It’s not often that professors receive significant awards without applying for them specifically — but Dr. Pallab Sarker was fortunate enough to be the recipient of such a rare and coveted experience.
Earlier this year, Sarker received a foundation grant fund from the Cynthia and George Mitchell Foundation, amounting to $170,947 over three years to strengthen his lab’s ecological aquaculture work. The funding was “unsolicited,” said Sarker, but stemmed from his professional relationship with one of the Foundation’s board members Dr. Greg Mitchell, who advocated for Sarker to the Board to receive funding for his projects at the University of California, Santa Cruz.

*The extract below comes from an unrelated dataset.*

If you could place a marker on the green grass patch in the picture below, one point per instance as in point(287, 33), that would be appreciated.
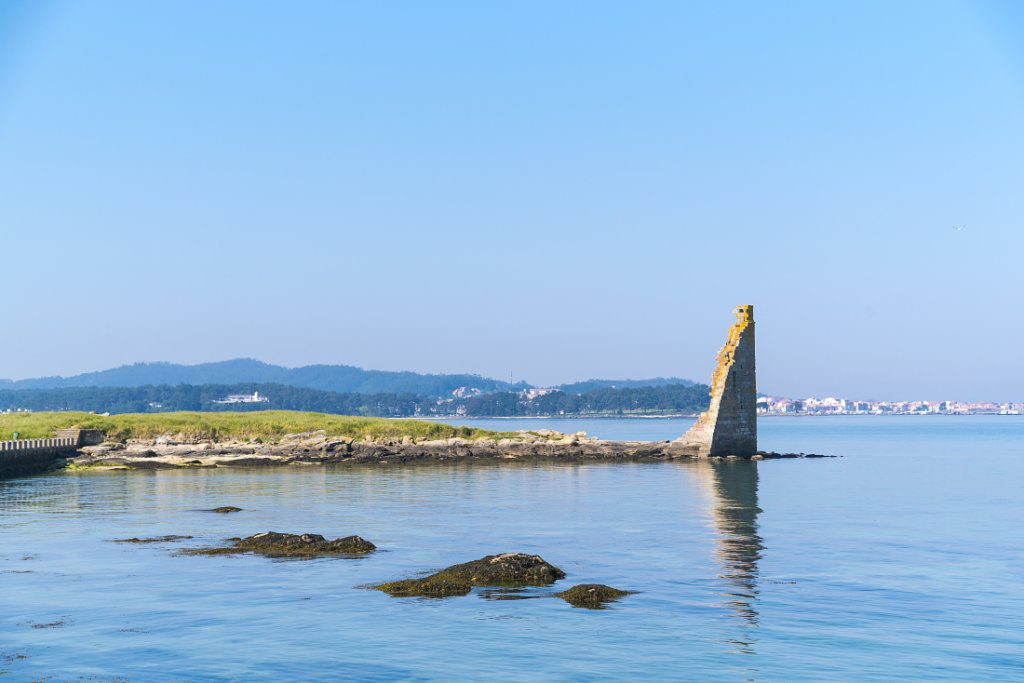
point(265, 425)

The Foundation, established in 1978, has distributed or pledged an estimated $900 million in grants toward issues relating to sustainability across the U.S., with a goal to ensure long-term human and ecosystem well-being.

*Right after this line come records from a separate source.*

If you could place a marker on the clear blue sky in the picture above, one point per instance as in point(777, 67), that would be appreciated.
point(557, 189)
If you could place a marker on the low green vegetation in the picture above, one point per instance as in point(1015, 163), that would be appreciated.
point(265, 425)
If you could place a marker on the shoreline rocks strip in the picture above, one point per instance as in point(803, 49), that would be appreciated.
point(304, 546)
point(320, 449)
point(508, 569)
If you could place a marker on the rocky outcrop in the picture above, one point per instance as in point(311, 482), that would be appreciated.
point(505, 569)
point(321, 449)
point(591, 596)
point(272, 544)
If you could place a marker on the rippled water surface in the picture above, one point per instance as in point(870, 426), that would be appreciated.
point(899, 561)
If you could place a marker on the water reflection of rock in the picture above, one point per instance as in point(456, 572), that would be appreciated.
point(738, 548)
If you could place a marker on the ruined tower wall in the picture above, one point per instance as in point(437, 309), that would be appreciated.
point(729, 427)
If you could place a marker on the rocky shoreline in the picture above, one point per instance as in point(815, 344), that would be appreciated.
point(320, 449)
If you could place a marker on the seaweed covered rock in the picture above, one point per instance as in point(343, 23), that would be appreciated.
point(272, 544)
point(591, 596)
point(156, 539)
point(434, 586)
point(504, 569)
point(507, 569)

Sarker — who first joined UC Santa Cruz’s Environmental Studies department in 2019 — has worked diligently throughout his career to research shifting aquaculture, the world’s fastest growing food sector, in relation to sustainability surrounding aquafeeds. As he explained, shifting aquafeeds toward more sustainable ingredients helps the life cycle of environmental effects on aquaculture, and can change the future of aquaculture diets.
“Aquaculture is increasingly dependent on terrestrial crops, such as soy and corn, and wild fish for feeds,” he said. “That can be damaging to aquatic ecosystems…especially when aquafeeds now use over 70% of the world’s fishmeal and fish oil for unsustainably sourced forage fish.”

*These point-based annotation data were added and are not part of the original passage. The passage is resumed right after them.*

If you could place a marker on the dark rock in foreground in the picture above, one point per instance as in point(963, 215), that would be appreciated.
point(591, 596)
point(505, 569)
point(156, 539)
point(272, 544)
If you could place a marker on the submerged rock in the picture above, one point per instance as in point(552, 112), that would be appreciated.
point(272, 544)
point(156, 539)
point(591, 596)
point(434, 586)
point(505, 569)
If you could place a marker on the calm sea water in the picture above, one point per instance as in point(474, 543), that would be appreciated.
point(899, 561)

That is paired with the challenges for fish to digest the feeds, Sarker explained. Fish cannot digest the majority of the crops’ phosphorus, which leads to phosphorous emissions.
To address that issue, Sarker’s team at UC Santa Cruz is working on circular economy research, aiming to reuse nutrient-rich aquaculture water to grow vegetables at the Ecological Aquaculture facility and the Center for Agroecology on campus.
Aquaculture has found its popularity rise in recent years, as scientists look to advance the possibilities of its relationship to global food production for the rising population. According to an October 2022 article by researchers at Cornell University and University of Washington, food production from marine algae-based aquaculture has the potential to contribute more than the total global protein demand projected for 2050. Further, aquaculture offers important nutritional and environmental sustainability advantages relative to terrestrial agriculture.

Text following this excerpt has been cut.